So und nun habe ich leider wirklich keine Ahnung wie es weiter geht. Ich verstehe nicht, wie er eine Summe ermitteln kann, wenn es doch nur eine Integervariable zahl gibt. Man müsste ja sozusagen unendlich viele Variablen erzeugen, wo dann halt Eingabewerte hineinkommen, aber das wäre ja viel zu viel Schreibarbeit.
Könnt ihr mir weiterhelfen?!

Vielen Dank im Voraus.
Liebe Grüße, schnosi.


----------



## Michael... (11. Nov 2009)

Statt der for eine while Schleife verwenden, welche die Eingabe überprüft:
while(zahl>0) {...}


----------



## Leroy42 (11. Nov 2009)

schnosi hat gesagt.:


> Man müsste ja sozusagen unendlich viele Variablen erzeugen



Nein!
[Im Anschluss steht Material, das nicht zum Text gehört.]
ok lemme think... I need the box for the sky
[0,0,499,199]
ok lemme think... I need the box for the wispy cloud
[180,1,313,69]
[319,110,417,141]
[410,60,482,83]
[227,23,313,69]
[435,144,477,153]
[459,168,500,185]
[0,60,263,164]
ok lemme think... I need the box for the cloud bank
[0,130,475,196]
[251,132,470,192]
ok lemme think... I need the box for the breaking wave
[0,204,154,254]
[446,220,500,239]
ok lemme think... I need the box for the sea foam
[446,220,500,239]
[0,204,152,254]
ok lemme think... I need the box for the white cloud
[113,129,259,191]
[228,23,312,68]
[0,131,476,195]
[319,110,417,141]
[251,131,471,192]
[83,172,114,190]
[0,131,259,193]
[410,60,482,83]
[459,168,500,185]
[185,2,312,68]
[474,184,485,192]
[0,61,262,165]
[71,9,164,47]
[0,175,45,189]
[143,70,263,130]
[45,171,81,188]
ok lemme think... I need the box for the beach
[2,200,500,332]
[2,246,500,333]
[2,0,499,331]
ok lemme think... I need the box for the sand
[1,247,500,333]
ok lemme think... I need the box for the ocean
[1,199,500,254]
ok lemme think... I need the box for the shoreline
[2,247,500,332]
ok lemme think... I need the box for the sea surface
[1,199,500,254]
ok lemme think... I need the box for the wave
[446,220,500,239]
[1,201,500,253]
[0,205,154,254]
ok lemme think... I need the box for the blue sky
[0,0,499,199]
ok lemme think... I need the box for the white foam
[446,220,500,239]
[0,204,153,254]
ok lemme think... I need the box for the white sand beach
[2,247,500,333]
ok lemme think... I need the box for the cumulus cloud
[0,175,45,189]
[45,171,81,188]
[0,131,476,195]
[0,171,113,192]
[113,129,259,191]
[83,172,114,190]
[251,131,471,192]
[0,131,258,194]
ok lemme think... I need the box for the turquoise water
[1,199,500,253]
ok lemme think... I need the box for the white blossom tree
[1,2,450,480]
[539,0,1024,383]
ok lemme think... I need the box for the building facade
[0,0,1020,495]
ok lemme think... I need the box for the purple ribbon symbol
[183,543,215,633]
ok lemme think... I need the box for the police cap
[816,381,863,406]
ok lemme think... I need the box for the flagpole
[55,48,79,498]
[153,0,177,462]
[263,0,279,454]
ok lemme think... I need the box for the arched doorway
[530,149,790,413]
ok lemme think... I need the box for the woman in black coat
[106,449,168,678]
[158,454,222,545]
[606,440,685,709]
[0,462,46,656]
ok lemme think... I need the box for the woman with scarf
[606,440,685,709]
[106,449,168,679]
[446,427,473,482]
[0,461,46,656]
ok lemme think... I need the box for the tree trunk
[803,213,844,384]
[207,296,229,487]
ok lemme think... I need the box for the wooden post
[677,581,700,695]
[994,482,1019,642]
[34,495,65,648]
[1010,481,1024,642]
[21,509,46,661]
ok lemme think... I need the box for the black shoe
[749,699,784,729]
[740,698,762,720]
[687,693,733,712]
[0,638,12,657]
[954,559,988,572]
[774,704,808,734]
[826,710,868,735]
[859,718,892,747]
Du mußt einfach nur die Anweisung *zahl = Terminal.askInt("Zahl eingeben: "); *
solange aufrufen wie nur positive Werte eingegeben wurden und diese dann in der
Variablen *sum* summieren.


----------



## Schandro (11. Nov 2009)

entweder benutzt du en Array bzw. ne Collection, um alle Zahlen zu speichern und sie im nachhinein zu addieren.
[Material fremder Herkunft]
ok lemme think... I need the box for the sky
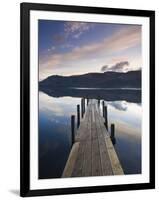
[39,20,141,80]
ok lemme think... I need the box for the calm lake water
[38,91,141,179]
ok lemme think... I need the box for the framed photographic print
[20,2,155,197]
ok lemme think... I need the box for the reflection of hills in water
[39,87,141,103]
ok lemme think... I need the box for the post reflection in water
[39,90,141,179]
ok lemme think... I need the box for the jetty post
[104,106,108,130]
[77,104,80,128]
[71,115,75,146]
[83,98,85,114]
[102,101,105,117]
[81,99,84,118]
[81,98,86,118]
[111,124,116,145]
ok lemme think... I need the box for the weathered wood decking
[62,99,124,178]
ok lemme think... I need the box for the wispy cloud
[64,22,93,38]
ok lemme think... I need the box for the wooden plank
[80,105,92,141]
[82,108,92,176]
[72,102,92,177]
[92,138,102,176]
[91,106,98,141]
[75,116,88,141]
[94,107,113,176]
[76,104,91,142]
[62,142,80,177]
[71,141,86,177]
[98,114,110,137]
[92,105,95,122]
[82,140,92,176]
[91,107,102,176]
[105,137,124,175]
[71,105,91,177]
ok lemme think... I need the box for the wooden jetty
[62,99,124,178]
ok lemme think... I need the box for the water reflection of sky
[39,92,81,179]
[39,92,141,179]
[106,101,141,130]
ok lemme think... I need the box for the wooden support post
[81,99,84,118]
[111,124,116,145]
[77,105,80,128]
[71,115,75,146]
[102,101,105,117]
[83,98,85,114]
[104,106,108,130]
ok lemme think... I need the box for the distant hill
[39,70,141,89]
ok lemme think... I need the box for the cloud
[39,26,141,80]
[101,61,129,72]
[108,101,128,111]
[64,22,93,38]
[51,22,93,50]
[110,61,129,71]
[101,65,109,72]
[64,26,141,60]
[105,26,141,52]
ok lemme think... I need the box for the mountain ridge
[39,70,141,89]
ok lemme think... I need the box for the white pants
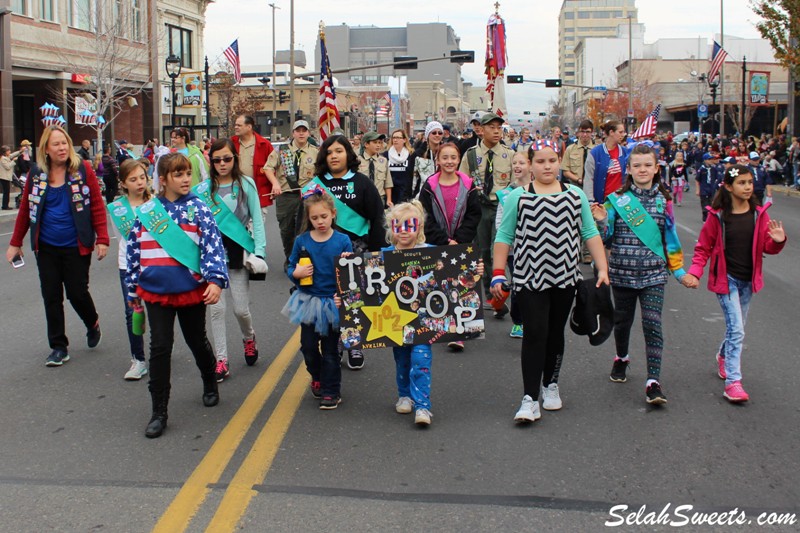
[210,268,255,361]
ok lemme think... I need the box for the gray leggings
[209,268,255,360]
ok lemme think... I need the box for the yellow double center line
[153,327,304,532]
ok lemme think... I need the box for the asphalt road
[0,188,798,532]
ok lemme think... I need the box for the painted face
[326,141,348,174]
[307,202,335,234]
[391,216,420,249]
[46,130,70,165]
[531,146,560,184]
[628,153,659,189]
[436,145,460,174]
[725,171,753,202]
[163,168,192,199]
[123,165,148,198]
[210,146,236,178]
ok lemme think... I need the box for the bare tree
[207,63,261,138]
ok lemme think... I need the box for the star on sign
[460,264,467,271]
[353,317,360,324]
[344,314,352,321]
[466,246,473,253]
[361,292,417,345]
[451,258,457,265]
[460,253,467,260]
[470,260,477,268]
[441,251,448,258]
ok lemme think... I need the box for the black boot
[145,387,169,438]
[202,373,219,407]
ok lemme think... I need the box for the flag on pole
[223,39,242,84]
[485,9,508,117]
[632,104,661,139]
[318,23,341,141]
[375,93,391,117]
[708,41,728,83]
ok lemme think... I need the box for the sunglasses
[429,131,444,135]
[211,156,235,164]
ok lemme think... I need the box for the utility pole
[741,56,746,135]
[627,15,633,133]
[720,0,725,136]
[289,0,296,124]
[269,2,279,140]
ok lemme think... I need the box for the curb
[773,185,800,198]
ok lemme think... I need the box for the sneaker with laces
[215,359,230,382]
[395,396,413,414]
[610,358,629,383]
[723,380,749,403]
[447,341,465,352]
[645,382,667,404]
[87,321,101,348]
[45,350,70,367]
[347,349,365,370]
[243,337,259,366]
[310,381,322,399]
[716,353,726,380]
[414,408,432,425]
[514,395,541,423]
[509,324,523,339]
[541,383,563,410]
[319,395,341,410]
[124,359,148,381]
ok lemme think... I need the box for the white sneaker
[124,359,148,381]
[395,396,414,414]
[541,383,563,411]
[514,395,541,423]
[414,408,432,425]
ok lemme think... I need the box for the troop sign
[335,244,485,350]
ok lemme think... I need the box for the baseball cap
[702,153,717,161]
[362,131,386,143]
[442,124,451,132]
[480,112,504,126]
[20,139,32,146]
[292,120,310,131]
[470,111,486,124]
[117,139,129,145]
[723,156,735,164]
[748,151,760,160]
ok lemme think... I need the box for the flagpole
[289,0,296,125]
[719,0,725,137]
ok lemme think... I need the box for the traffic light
[394,56,418,70]
[278,90,288,104]
[545,79,562,88]
[258,76,271,86]
[523,111,531,115]
[507,75,524,84]
[539,112,547,116]
[450,50,475,64]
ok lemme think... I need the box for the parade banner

Oder du addierst einfach zu "sum" immer die aktuelle Eingabe hinzu...


----------



## Leroy42 (11. Nov 2009)

Schandro hat gesagt.:


> entweder benutzt du en Array bzw. ne Collection, um alle Zahlen zu speichern und sie im nachhinein zu addieren.


Schwachsinn. :autsch:



Schandro hat gesagt.:


> Oder du addierst einfach zu "sum" immer die aktuelle Eingabe hinzu...



Schon besser!


----------



## schnosi (11. Nov 2009)

Ja okay... das war mir klar, dass ich da immer die aktuelle Eingabe hinzu addieren muss. Aber wie mache ich das? Vom logischen her müsste ich für jede Zahl eine neue Variable erzeugen. So wie ihr es aber erklärt, muss das nicht sein... sagt mir bitte wie... bin am verzweifeln ...


----------



## Michael... (11. Nov 2009)

Michael... hat gesagt.:


> Statt der for eine while Schleife verwenden, welche die Eingabe überprüft:
> while(zahl>0) {...}


Tipp erweitert...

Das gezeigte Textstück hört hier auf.